During a one-on-one with Gomez, he spoke highly of Thailand's rich jazz culture, as well as the talent of local performers. His fond encounters with both students and teachers of Mahidol left him optimistic about the future of jazz music in Thailand.
He is also confident that the opening of the Prince Mahidol Hall at the Salaya campus next year will create a fruitful jazz learning and performance venue for the kingdom, and become an acclaimed music hub for Southeast Asia in the near future.
Gomez's passion for jazz blossomed at a very young age. By the age of 18, he had already performed with celebrated US trumpet player Buck Clayton and Canadian-born pianist Paul Bley. Gomez now spends a lot of his time mentoring aspiring musicians. He is the Artistic Director of the Conservatory of Music in Puerto Rico, where its founder, Don Pablo Casals, forged a legacy to provide quality education and support for the arts.
One might think that Gomez was just being polite about the future of Thailand's jazz scene, and that his first, brief trip to the country (a mere four days) could not possibly have got him as excited as he claims. However, the jazz conference allowed Gomez to talk and listen to young people during various workshops. Here, he was able to witness the drive behind their performances.
"The students are not only talented, but are also curious to learn," said Gomez. "They are quite young, but fairly mature for their age. They need what most young players need, which is experience and more listening, but this programme at the college is wonderful as they bring in musicians from different parts of the world."
It's this diverse and worldly approach to jazz education found at Mahidol University which is propelling the success of Thailand's future performers, he said.
At 21, Gomez became the bass player for the Bill Evans Trio, which offered him the chance to perform around the world. With such a successful career, just what do the students at Mahidol want to learn from maestros like him?
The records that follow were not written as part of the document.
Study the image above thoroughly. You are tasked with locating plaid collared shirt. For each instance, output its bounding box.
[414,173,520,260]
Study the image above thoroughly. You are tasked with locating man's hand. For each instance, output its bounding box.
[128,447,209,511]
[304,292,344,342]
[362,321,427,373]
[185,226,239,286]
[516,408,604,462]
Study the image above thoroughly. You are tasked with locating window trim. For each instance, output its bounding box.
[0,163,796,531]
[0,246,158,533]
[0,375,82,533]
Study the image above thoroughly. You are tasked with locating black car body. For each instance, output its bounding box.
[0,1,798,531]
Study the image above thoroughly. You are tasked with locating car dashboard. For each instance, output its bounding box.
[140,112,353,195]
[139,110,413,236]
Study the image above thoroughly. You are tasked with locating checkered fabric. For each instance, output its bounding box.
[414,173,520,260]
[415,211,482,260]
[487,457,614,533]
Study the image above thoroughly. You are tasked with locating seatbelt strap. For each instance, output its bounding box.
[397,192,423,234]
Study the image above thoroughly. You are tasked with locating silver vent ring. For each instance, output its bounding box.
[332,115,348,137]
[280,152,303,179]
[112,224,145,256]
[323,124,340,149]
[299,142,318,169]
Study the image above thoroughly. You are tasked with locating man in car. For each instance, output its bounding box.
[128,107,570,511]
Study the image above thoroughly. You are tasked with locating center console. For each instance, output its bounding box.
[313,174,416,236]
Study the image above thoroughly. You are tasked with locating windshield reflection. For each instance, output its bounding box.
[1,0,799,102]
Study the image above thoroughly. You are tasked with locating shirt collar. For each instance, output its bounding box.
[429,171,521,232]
Well, Gomez puts it simply: "They all want to know how we got to where we got!"
So how does Gomez believe his career took off? Why did he become lucky enough to play alongside his own childhood idols, including Miles Davis and Marian McPartland?
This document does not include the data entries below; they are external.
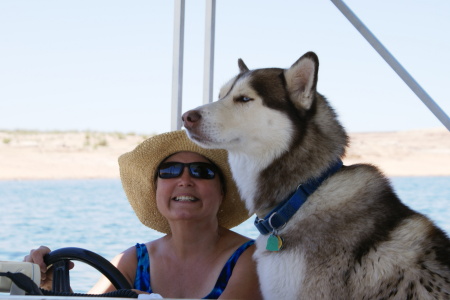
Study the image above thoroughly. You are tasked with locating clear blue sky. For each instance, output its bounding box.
[1,0,449,134]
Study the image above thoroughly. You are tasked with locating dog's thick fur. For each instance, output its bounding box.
[182,52,450,299]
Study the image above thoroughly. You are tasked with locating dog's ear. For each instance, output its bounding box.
[238,58,249,73]
[284,52,319,110]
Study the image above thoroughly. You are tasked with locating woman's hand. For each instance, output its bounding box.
[23,246,74,290]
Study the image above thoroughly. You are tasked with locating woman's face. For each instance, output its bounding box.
[155,151,224,225]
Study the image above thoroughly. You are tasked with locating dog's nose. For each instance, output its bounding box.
[182,110,201,129]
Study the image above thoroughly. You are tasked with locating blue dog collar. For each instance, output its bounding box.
[254,160,343,235]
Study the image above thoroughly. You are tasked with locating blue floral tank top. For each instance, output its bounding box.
[134,240,255,299]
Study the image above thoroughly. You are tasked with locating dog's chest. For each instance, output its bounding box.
[229,155,265,213]
[254,236,307,299]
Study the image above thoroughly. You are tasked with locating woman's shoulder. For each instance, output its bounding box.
[221,226,253,241]
[143,237,165,252]
[114,239,162,267]
[219,227,255,251]
[217,230,262,299]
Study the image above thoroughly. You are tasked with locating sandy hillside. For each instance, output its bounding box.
[0,128,449,180]
[0,131,150,180]
[344,128,450,176]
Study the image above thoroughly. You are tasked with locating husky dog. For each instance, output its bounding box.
[182,52,450,299]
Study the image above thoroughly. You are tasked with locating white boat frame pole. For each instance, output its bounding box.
[331,0,450,131]
[203,0,216,105]
[172,0,215,130]
[171,0,185,131]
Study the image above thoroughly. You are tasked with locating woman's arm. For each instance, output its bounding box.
[88,246,138,294]
[218,244,262,300]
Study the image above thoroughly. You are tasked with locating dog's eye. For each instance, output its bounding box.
[235,96,253,102]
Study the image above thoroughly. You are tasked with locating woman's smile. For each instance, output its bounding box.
[172,195,198,202]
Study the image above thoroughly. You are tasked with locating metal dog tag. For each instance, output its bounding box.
[266,234,283,251]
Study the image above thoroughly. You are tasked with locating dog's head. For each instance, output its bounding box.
[183,52,348,212]
[183,52,330,159]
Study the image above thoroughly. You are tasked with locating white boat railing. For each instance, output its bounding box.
[171,0,450,131]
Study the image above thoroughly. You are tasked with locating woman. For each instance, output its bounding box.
[25,130,262,299]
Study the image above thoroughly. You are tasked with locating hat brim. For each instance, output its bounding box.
[118,130,250,234]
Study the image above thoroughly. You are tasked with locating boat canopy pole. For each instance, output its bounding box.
[171,0,215,130]
[171,0,185,131]
[330,0,450,131]
[203,0,216,104]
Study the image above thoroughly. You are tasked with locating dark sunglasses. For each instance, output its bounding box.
[157,162,219,180]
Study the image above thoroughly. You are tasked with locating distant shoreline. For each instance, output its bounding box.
[1,128,449,180]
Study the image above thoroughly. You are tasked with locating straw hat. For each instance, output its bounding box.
[118,130,251,234]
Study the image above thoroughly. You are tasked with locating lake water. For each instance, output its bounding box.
[0,177,449,292]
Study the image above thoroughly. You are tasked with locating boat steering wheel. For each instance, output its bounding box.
[43,247,131,292]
"It's a matter of following your heart," Gomez said. "It's about having that blessing, of finding one or two teachers that resonate with you and make you believe in yourself; to be open to new situations, and prepare yourself for the surprises that will come your way _ that is what will lead you to newer and higher goals."
While observing him interact with students, one thing becomes obvious, and that is Gomez loves providing support and inspiration for young musicians around the world, particularly when he commented about the undesirable role of playing adjudicator at a solo competition at the conference.
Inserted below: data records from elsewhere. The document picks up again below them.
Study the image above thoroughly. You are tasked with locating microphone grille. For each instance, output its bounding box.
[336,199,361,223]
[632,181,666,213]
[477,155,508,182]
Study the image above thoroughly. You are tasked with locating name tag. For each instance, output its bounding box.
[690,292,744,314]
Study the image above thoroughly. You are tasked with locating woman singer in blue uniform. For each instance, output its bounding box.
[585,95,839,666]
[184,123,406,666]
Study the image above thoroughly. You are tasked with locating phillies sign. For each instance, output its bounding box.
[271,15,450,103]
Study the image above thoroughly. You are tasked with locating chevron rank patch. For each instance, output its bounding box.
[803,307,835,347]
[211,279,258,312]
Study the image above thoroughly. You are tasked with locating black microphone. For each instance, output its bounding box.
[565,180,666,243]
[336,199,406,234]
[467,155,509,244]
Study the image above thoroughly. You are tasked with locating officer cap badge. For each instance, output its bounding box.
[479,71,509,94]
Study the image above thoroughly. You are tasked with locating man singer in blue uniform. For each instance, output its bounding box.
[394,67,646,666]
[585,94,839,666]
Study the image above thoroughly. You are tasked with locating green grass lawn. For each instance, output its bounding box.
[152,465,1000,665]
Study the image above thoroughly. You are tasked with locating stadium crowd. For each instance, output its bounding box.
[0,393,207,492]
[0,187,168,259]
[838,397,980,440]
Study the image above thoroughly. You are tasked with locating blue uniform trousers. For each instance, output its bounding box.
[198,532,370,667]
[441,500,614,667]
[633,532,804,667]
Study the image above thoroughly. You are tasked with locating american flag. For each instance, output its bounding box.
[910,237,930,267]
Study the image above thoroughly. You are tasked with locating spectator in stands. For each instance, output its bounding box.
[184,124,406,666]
"I don't like competitions," said Gomez in a matter-of-fact tone. "But I guess it's a reality of life. Unfortunately we could only pick one!" All the finalists in the Junior and Open Divisions received an adjudicator's comment and a CD of their performance.
In our ever-growing global village Gomez doesn't see why the internet cannot contribute to the increased exposure and success of Thai performers. Perhaps it already has. For the first time since the jazz conference's beginnings, a three-day jazz camp was also held. The camp wasn't expected to attract more than 30 attendees, but ended up drawing in almost 80. The camp also involved workshops by world-class jazz musicians.
Who were his jazz idols when he was growing up? It didn't take long for him to say: "I had a few. Miles Davis, Ella Fitzgerald, Nat King Cole and the local music in Puerto Rico. My tastes run pretty wide _ I like anything that really has motion, that makes you want to dance and sing."
Gomez admires and praises the founders of jazz institutions. He also feels that institution-based mentorship by jazz professionals is a relatively new concept, and gives students the confidence to perform, compose and refine their skills. He believes Mahidol's jazz faculty is a good start to refining local talent.
It's clear the spark Gomez needed to achieve so much during his career is still there, and he continues to travel the world to educate and perform at a rapid pace. The months ahead will see him perform in a host of capitals across the globe.
For Gomez, there's one mystery in life for all people, and it's one that never goes away. "It's a quest to find something in our lives that makes us happy and sustains us," he explained.
If only all of us could find it within the beautiful sound of strings, and the joy of giving knowledge and hope to others.